Introducing Twenty3’s Dynamic Radars
In February 2013, Rami Moghadam pushed a domino that would change football. Rami Modhadam was, is, a designer and art director. And the domino was in basketball.
Ted Knutson, of StatsBomb (then: blog, now: company), saw Moghadam’s radar charts and, along with Nat James’, applied the design to football.
Although radars had been seen in Pro Evolution Soccer and Football Manager before then, it’s Knutson and James that caught the imaginations of a burgeoning analytics community and have spawned many reproductions and more than a few careers.
Radars are a neat tool. So it’s only natural that they’re coming to the Twenty3 Content Toolbox.
A radar chart is simply a way of showing numerous pieces of data in one place. It’s prettier than a table, and if you use the same stats in the same places then it can be quicker to read as you learn to pick up on the shape.
In the example above, going clockwise from the top, there are two passing stats that are followed by two shot-based stats (one of which is also a passing stat) and then three defensive stats.
Whereas Paul Pogba is a player who passes a lot and is involved in shot creation, Wilfred Ndidi is easily identifiable as a more defensive central midfielder.
The upper and lower boundaries for each stat mark the top and bottom five per cent. The reason for the top/bottom five per cent is that, if you used the absolute best and worst figures in a database, someone like Lionel Messi would make everybody else look like chumps.
Technically speaking, these boundaries will be the top/bottom five per cent of Europe’s five major leagues over the last three seasons. Meaningfully, though, they’re just markers of what ‘really good’ and ‘really bad’ looks like. The middle is average.
The stats on the radars above aren’t the only ones available, though. Our dynamic radars are set up to take any statistic from whichever data provider you choose from. These happen to be using Wyscout data, but Twenty3’s Opta customers (for example) will be able to use these too.
And, within reason, you can choose how many stats to put on the radar yourself.
I may have talked before about the challenges that are involved in designing visualisations for Twenty3, where we want things to be as flexible as possible. If I haven’t, let me do it again because my bosses read these.
Our visualisations need to be able to be used across many different use cases and many different brand themes. They need to look good in reports, within articles, on social media, so the amount of information on them is an important balance to strike. What is essential? What isn’t?
The shape is essential. The stat names are essential. Where the player’s stats fall compared to other people is important, and more important than what the actual numbers are. Some real figures are nice to have, which is why we’ve included them, but you can turn them off if you want.

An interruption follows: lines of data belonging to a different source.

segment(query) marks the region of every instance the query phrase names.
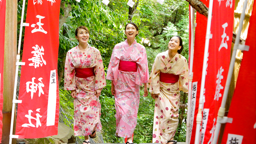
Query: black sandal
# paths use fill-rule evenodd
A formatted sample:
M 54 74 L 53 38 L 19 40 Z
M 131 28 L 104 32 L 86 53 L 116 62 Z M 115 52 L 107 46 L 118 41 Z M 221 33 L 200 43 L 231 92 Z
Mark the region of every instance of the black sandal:
M 89 135 L 89 136 L 90 137 L 90 138 L 91 139 L 94 139 L 95 137 L 96 137 L 96 133 L 95 133 L 95 135 L 94 135 L 94 136 L 91 136 L 91 135 L 93 135 L 93 133 L 94 133 L 95 132 L 95 131 L 94 131 L 90 135 Z
M 86 143 L 87 144 L 88 144 L 88 143 L 90 143 L 90 144 L 91 144 L 91 141 L 88 141 L 88 142 L 87 142 L 85 140 L 84 140 L 84 141 L 83 141 L 83 143 Z
M 167 143 L 169 143 L 169 142 L 173 142 L 172 144 L 176 144 L 177 143 L 177 140 L 169 140 L 167 142 Z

Examples of the dynamic radars in different colours, and with numeric labels turned on or off
Existing customers will see these in the Toolbox soon. Everyone else… well, you’ll probably see them around as people start to use them.
The general hope is that people like them. My specific hope is that, with the flexibility we’ve worked into them, different places will be able to make them their own. That they’ll target their uses to their needs, capture even more imaginations, and the dominos that a basketball-loving designer started off by nudging will continue to fall.